The Luggage-Smuggled Concertina

Document Type

Thesis

Degree

Master of Fine Arts

Major

Creative Writing

Date of Defense

4-9-2012

Graduate Advisor

Eamonn Wall, PhD

Committee

Drucilla Wall

Thomas Glenn Irwin

Abstract

The Luggage-Smuggled Concertina is a collection of poetry tracing the persona’s struggle for self-awareness, maturity, love, and artistic definition within the inner landscape of a self that is screened against an outer world. Among various themes is a neo-Romantic interest in the ways in which Nature—external nature, meaning land/flora/fauna/sea and sky—reflects and clarifies human consciousness.
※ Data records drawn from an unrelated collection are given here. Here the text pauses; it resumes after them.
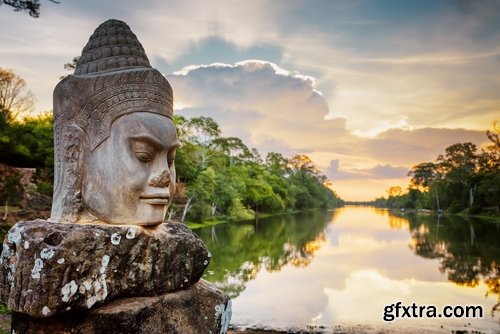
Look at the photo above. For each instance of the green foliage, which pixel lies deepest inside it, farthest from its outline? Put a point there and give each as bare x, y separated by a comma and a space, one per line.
4, 309
462, 179
227, 179
223, 177
28, 143
12, 190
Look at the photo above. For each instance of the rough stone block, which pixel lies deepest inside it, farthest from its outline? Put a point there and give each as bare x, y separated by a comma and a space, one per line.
201, 309
47, 268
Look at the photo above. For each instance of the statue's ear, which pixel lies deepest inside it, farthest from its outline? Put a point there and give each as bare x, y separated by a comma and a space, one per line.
70, 143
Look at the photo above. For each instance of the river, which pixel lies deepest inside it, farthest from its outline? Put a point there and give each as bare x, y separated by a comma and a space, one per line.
339, 270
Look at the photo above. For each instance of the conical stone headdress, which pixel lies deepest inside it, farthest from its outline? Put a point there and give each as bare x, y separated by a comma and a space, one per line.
113, 78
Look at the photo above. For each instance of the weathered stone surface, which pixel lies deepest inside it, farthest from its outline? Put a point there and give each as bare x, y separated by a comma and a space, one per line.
200, 309
46, 267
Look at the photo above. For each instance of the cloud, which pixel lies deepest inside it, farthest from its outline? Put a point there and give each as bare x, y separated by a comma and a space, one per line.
268, 106
377, 172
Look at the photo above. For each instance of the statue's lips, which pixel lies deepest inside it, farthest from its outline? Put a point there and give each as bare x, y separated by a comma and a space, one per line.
155, 199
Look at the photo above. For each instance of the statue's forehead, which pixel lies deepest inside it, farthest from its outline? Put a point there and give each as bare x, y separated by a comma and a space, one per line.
143, 126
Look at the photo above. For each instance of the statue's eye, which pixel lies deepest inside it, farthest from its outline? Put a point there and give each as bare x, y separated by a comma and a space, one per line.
143, 156
171, 158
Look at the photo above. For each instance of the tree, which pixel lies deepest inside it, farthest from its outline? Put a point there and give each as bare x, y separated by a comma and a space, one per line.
202, 131
15, 98
425, 176
30, 6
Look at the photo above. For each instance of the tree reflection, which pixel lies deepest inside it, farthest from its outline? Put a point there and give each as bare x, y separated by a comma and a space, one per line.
241, 250
468, 250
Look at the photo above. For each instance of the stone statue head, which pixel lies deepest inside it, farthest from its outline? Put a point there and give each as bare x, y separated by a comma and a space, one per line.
114, 137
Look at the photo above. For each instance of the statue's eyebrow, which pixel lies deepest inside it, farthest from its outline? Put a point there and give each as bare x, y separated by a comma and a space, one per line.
154, 141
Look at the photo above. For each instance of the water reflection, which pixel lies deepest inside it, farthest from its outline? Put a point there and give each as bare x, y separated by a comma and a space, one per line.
241, 250
340, 269
468, 250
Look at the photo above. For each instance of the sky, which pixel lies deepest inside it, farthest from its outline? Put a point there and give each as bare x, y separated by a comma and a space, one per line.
366, 88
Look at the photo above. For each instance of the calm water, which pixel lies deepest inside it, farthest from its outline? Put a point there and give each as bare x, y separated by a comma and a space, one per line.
338, 269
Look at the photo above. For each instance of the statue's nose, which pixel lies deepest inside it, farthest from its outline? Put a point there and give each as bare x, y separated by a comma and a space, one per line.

It is hoped that such poems, many occurring in the first section, are couched in verse that veers away from the Pathetic Fallacy, whereby the persona finds in Nature a pat sympathy with his/her mood. Rather, the poems attempt to come to terms with how Nature further complicates the interior state, rather than simply reflects it. In other ways as well, the persona struggles to attain greater self-awareness. Fleeting recognitions steal through the guarded mind to discover lapses in resistance that enable (perhaps unbeknownst to the persona) growth in feeling, a hard-won, more mature emotional life, one much larger than any given momentary recognition. Contexts explored include memory and desire, death of love, and loneliness and yearning, as if they were seeds cast both at home to the Midwest wind, and abroad into the sea breeze of Ireland. In the final section, the impulse of the poet-as-persona to achieve, some day, artistic maturity further defines the self, which is locked in dialogue with artists whose work inspires the persona’s own practice.